We’ll get to that. Think about this. Investors meet with you privately to learn something about your business or prospects somebody else might overlook. Analyst actions are known to all. You see it on CNBC, in new strings, from any subscription feed.
How could it be uniquely valuable information proffering investment opportunity?
Let me phrase it this way. Why would a sellside firm advertise its views if those are meant to differentiate? If you’re covered by 50 analysts with the same view, how is that valuable to anyone?
Indexes and exchange-traded funds track benchmarks. Call them averages. Brokers must give customers prices that meet averages, what’s called “Best Execution.” If most prices are average, how are we supposed to stand out?
Now we get to why banks change ratings during expirations. Citi knows (Citi folks, I’m not picking on you. Bear with me because public companies need to learn stuff you already know.) when options expire. They’re huge counterparties for derivatives like options, swaps, forwards, reverse repurchases.
In fact, yesterday’s market surge came on what we call “Counterparty Tuesday,” the day each month following expirations when the parties on the other side of hedged or leveraged trades involving derivatives buy or sell to balance exposure. They were underweight versus bets (our Sentiment Index bottomed Monday, signaling upside).
Sellside research is a dying industry. Over 40% of assets now are in passive-investment instruments like index and exchange-traded funds that don’t buy research with trading commissions as in the old days.
How to generate business? Well, all trades must pass through brokers. What about, say, nudging some price-separation to help trading customers?
How? One way is right before the options on stocks are set to lapse you change ratings and tell everyone. No matter who responds, from retail trader, to high-speed firm, to machine-reading algorithm, to counterparty backing calls, it ripples through pricing in multiple classes (derivatives and stocks). Cha-ching. Brokers profit (like exchanges) when traders chase spreads or bet on outcomes versus expectations.
We’re linear in the IR chair. We think investors buy shares because they might rise, and sell them when they think they’re fully valued. But a part of what drives price and volume is divergences from averages because that’s how money is made.
In this market of small divergences, your shares become less an investment and more an asset to leverage. Say I’m a big holder but your price won’t diverge from the sector. I get a securities-lending broker and make your shares available on the cheap.
I loan shares for trading daily and earn interest. I “write” puts or calls others will buy or trade or sell, and if I can keep the proceeds I boost yield.

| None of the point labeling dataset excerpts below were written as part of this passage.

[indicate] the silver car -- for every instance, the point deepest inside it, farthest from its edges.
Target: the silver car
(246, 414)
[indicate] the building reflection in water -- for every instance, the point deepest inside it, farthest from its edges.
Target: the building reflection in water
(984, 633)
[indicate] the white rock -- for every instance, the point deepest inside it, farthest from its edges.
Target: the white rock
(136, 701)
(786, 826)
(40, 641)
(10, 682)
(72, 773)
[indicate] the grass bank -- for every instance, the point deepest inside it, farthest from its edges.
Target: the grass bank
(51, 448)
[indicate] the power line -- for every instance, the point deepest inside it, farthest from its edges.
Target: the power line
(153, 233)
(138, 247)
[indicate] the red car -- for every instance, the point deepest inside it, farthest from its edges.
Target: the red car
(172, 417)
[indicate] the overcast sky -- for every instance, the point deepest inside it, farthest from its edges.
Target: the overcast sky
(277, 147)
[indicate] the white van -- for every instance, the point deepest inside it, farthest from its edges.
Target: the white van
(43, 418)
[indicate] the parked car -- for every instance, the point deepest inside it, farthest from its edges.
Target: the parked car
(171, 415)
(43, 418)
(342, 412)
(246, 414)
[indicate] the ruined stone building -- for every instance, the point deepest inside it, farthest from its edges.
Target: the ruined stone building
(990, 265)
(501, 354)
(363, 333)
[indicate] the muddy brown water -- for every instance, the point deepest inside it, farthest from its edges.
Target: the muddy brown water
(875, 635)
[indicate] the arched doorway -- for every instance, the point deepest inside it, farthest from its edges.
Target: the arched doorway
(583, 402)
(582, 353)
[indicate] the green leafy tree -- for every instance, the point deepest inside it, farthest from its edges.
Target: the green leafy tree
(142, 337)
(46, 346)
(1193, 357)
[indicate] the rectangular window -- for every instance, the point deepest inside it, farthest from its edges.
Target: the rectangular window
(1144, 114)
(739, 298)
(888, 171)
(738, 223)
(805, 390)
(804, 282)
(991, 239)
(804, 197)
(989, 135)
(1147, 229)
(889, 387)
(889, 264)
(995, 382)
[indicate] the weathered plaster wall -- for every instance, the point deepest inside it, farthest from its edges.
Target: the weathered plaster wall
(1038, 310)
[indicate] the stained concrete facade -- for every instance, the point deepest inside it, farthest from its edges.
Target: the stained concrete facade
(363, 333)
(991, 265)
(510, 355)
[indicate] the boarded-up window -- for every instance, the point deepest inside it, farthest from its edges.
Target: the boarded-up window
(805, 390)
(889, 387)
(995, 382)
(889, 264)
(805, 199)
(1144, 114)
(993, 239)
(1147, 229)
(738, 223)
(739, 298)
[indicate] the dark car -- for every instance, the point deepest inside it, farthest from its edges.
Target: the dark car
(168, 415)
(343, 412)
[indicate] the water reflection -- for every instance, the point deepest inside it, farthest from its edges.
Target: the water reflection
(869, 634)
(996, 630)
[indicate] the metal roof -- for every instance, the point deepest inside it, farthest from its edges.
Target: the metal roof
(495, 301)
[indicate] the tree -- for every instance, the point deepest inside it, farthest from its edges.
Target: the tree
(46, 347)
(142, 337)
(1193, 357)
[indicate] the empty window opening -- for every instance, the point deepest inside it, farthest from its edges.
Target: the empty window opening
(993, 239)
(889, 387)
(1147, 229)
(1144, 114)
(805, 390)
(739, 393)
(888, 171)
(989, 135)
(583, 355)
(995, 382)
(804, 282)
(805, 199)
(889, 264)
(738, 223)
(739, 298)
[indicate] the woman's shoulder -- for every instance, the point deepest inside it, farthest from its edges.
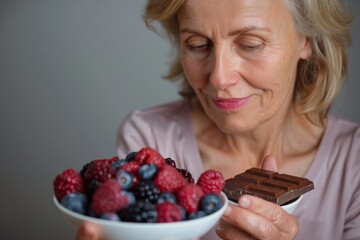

I could swap my shares for a fee to the brokers for indexes and ETFs needing to true up assets for a short time. I could sell the value of my portfolio position through a reverse repurchase agreement to someone needing them to match a model.
Here’s why traders rent. Say shares have intraday volatility – spread between daily highest and lowest prices – of 2%, the same as the broad market. A high-speed algorithm can buy when the price is 20 basis points below intraday average and sell when it’s 20 basis points over (rinse, repeat).
If the stock starts and finishes the month at $30, the buy-and-hold investor made zero but the trader capturing 20% of average intraday price volatility could generate $4.80 over the month, before rental fees of say half that (which the owner and broker share). That’s an 8% return in a month from owning nothing and incurring no risk!
Let’s bring it back to the IR chair. We’d like to think these things are on the fringe. Interesting but not vital. Across the market the past twenty days, Asset Allocation was 34% of daily volume. Fast Trading – what I just described – was 37%. Risk Management (driving big moves yesterday) was almost 14% of volume.
That’s 85%. The core reality. Make it part of your job to inform management (consistently) about core realities. They deserve to know! We have metrics to make it easy, but if nothing else, send them an article each week about market-function.